(İ’lamu’n-Nebhi Ennehu
La Yukase’l-Mubtedî Alel-Asî Fi’l-Muhabbeti ve’l-Muvalati Min Vechi)
Te’lif: Ebû Muâz Raid
Âlu Tahir
Tercüme: Ebu Muâz Seyfullah
el-Çubukâbâdî
Bismillah.
Allah’a hamd,
rasulüne, âline, ashabına ve din gününe kadar O’nun menhecinde gidenlere salat
ve selam olsun.
Bundan sonra:
Muhakkak ki Ehl-i
Sünnet ve’l-Cemaat’in Haricilerden, Mu’tezile’den, Cehmiyye’den ve Mürcie’den
ayrıldıkları temel esaslardan birisi de şudur: Günahkârlara bir açıdan sevgi ve
yakınlık gösterilirken, diğer bir açıdan buğz ve düşmanlık gösterilir.
Mürcie’nin iddia ettikleri gibi onlara tamamen sevgi ve yakınlık gösterilmez.
Haricilerin iddia ettikleri gibi sevgi ve yakınlık onlardan tamamen de
kesilmez. Ancak imanları yönünden onlara sevgi ve yakınlık gösterilir,
günahları yönünden buğz ve düşmanlık gösterilir.
Şeyhulislam İbn
Teymiyye rahimehullah şöyle demiştir: “Her Müslümana gereken; sevgisinde,
buğzunda, yakınlığında ve düşmanlığında Allah’ın ve rasulünün emrine tabi
olmasıdır. Allah ve rasulünün sevdiklerini sever, Allah ve rasulünün buğz
ettiklerini buğz eder.

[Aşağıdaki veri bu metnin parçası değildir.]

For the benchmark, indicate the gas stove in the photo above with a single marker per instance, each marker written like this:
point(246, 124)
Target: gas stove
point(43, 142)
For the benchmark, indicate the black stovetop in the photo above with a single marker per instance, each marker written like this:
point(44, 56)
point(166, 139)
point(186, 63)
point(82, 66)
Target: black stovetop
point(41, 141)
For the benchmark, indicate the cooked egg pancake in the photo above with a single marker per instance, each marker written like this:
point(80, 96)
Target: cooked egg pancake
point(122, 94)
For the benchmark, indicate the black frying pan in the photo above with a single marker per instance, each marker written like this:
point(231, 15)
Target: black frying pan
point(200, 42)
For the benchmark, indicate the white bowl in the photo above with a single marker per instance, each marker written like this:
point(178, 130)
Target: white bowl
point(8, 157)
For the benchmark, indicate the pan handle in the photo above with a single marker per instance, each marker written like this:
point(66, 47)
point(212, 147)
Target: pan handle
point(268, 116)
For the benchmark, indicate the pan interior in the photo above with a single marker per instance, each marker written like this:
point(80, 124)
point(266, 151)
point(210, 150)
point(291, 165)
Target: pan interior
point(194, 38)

Allah ve rasulüne yakınlık gösteenlere yakınlık
gösterir, Allah ve rasulüne düşmanlık edenlere düşmanlık eder. Her kimde
yakınlık gösterilmesi gereken iyilikler ve düşmanlık gösterilmesi gereken
kötülükler varsa ona göre davranılır. Mesela bu dine mensup olan fasıklar gibi.

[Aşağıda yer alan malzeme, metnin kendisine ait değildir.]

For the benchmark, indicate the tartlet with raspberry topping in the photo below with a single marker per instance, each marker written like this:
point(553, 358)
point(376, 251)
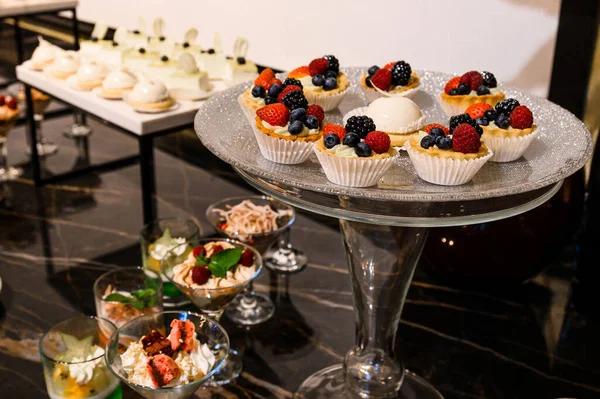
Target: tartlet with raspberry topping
point(472, 87)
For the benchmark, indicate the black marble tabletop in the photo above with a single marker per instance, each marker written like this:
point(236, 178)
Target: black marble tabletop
point(521, 341)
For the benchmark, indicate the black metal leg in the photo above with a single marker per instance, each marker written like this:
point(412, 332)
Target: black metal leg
point(148, 179)
point(35, 158)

Onlar ödül ve cezayı, yakınlık ve düşmanlık gösterilmesini, sevgi ve buğzu,
kendilerinde bulunan iyilik ve kötülüklere göre hak ederler. Zira “Kim zerre
(karınca) ağırlığınca iyilik işlerse onu görür, kim de zerre (karınca)
ağırlığınca kötülük işlerse onu görür.” Bu Ehl-i Sünnet ve’l-Cemaat’in;
Haricilere, Mu’tezile’ye, Murcie’ye ve Cehmiyye’ye muhalif olan mezhebidir.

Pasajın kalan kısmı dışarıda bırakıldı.